Napoli – “Circa 100mila casi di fratture di collo del femore negli anziani si registrano ogni anno in Italia, con un costo sociale che si aggira sui 100 milioni di euro solo per ricovero e trattamento chirurgico, senza considerare riabilitazione, invalidità conseguente ed oneri familiari. Di questo passo, si stima che, nel 2050, tenendo presente che l’aspettativa di vita è salita a 84,9 anni per le donne e a 80,2 per gli uomini, come rilevato dall’ultimo rapporto demografico Istat, il numero dei casi potrebbe crescere almeno del 30 per cento”.
Ad affermarlo, è Aldo Bova, primario della Divisione di Ortopedia e Traumatologia dell’ospedale San Gennaro di Napoli e presidente, insieme a Lucio Cillo e Paolo Mallano, del terzo congresso Octo (Ortopedici traumatologi ospedalieri campani), che si è svolto a Napoli il 20 e 21 febbraio nell’Expo della Stazione Marittima.
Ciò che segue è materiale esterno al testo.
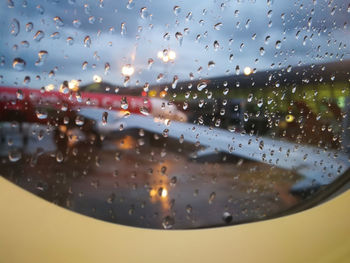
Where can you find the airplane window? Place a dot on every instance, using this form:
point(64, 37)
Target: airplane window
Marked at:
point(174, 114)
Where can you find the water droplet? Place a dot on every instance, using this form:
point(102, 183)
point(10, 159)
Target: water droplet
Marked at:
point(79, 120)
point(19, 94)
point(211, 64)
point(58, 21)
point(202, 85)
point(40, 9)
point(250, 97)
point(59, 157)
point(278, 44)
point(168, 222)
point(189, 16)
point(42, 56)
point(26, 80)
point(212, 197)
point(14, 155)
point(216, 45)
point(175, 80)
point(41, 114)
point(144, 13)
point(130, 4)
point(124, 103)
point(107, 68)
point(189, 209)
point(218, 26)
point(104, 118)
point(87, 41)
point(29, 27)
point(70, 41)
point(39, 35)
point(160, 77)
point(179, 37)
point(261, 145)
point(262, 51)
point(123, 29)
point(144, 110)
point(14, 27)
point(227, 217)
point(150, 62)
point(55, 35)
point(177, 10)
point(84, 65)
point(18, 64)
“Durante i lavori -aggiunge il professor Bova- illustreremo gli strumenti di prevenzione e cura delle fratture del collo del femore. Tra questi: le mutande antifrattura, ancora poco usate, vere e proprie imbragature con cuscinetti laterali che attutiscono l’urto e riducono il rischio-frattura nell’eventuale caduta; la vite cefalica chirurgica, che si pre-impianta nel collo del femore per rinforzarlo; la domotica per ridurre il rischio cadute nelle pareti domestiche; la terapia medica farmacologica anti osteoporosi”.
“Infine, una moderna e intensa riabilitazione globale post-operatoria, effettuata anche con l’ausilio di mezzi robotici, deve tener presente anche il fondamentale sostegno umano, di grande rilievo nell’effettivo conseguimento del risultato”, conclude Bova.